If I was 20 something (years-old) I might have felt doomed, but having grown up in the High Sierras where the power went out in every rain storm I knew I could simply wait it out.
Not having electricity or even indoor plumbing was a way of life for most folks a century ago, and a few like my uncle Lon in Montana (photo above) lived just fine--well in to the 1950s--without modern technology most city folks couldn't tolerate not having.
Their indoor plumbing was a hand-operated pump on the kitchen sink, they heated their house with a wood stove, their toilet was an outdoor privy, and all their lighting was provided by kerosene lamps.
I'm bettin' there are some young folks alive today that couldn't even find Montana without an iphone or some other form of global positioning system (GPS). Lon and his family finally got electricity and indoor plumbing in the 1960s.
This morning I was thinking about my grandsons and the today's technology. The things they take for granted--like televisions, computers, and cell phones--didn't even exist when I was a youngster. I started making a list of the technical advances during my 70 years on plant earth.
I can still recall sittin' in the living room during the 1940s (nobody had a family room in those days) listening to Red Ryder or the Lone Ranger on the radio. My family didn't own a television until I was about seven years old.
Then one day in 1949 dad brought home a brand new Hoffman television set (similar to the ad photo above). It had a huge 12" screen, and it was a wonder! I can still remember watching shows like "Time for Beany," "Hopalong Cassidy," and "The Lone Ranger" all of which were new shows in 1949.
A few years later (after we got a 'portable' TV) I recall sitting on the back porch on summer nights watching "Spade Cooley" or "Hollywood Wrestling" while sipping Dad's Old Fashion Root Beer.
The next bit of technology to come to our place was a new RCA 45 record player. Dad had to have a radio repairman add an audio jack to our Philco radio, so the record player could share the speaker. Mom was a big country music fan, so from then on we were serenaded by the likes of Eddie Arnold, Tennessee Ernie Ford, and the Sons of the Pioneers.
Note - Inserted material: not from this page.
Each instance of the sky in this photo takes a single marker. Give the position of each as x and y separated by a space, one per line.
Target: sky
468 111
It was about the time I graduated from high school that color television came into being.
Beginning in the 1960s (about the time America was leading the quest to explore space) technology seemed to advance at 'warp speed' (pun intended). In quick succession I saw the invention of 8 track tape player, the audio cassette tape player, the video cassette tape recorder and player (VCR) (I got one in 1978), and finally the CD player.
Computers were in the work place by the 1980s, but I always relied on the 'bean counters' and 'finance managers' to generate spread sheets, so I wasted no time fiddling with a computer.
Then in 1993, I landed a nice consulting job for a major California bank. That job required reports created with 'Word Perfect' (word processing) and 'Lotus 123' (spread sheets). I bought an IBM laptop, a dot-matrix printer, took a couple of crash courses (software training), and managed to generate my first report for the bank a couple weeks later.
I guess that consulting job put me ahead of the curve with personal computing because by late 1995 I had my own website. Today I'm amazed by all the new stuff that turns up online every year.
Technology like Google, YouTube, and Facebook has come a long way, and provides us with a lot of entertainment, but…
There are those times it's nice just to saddle my horse, ride into the rocky hills of Chatsworth, and drift back in time to place without any man-made gadgets.
I wonder what would happen if some catastrophe knocked out the power grid for a couple of years. I know I'd be alright, but I worry about my grandsons.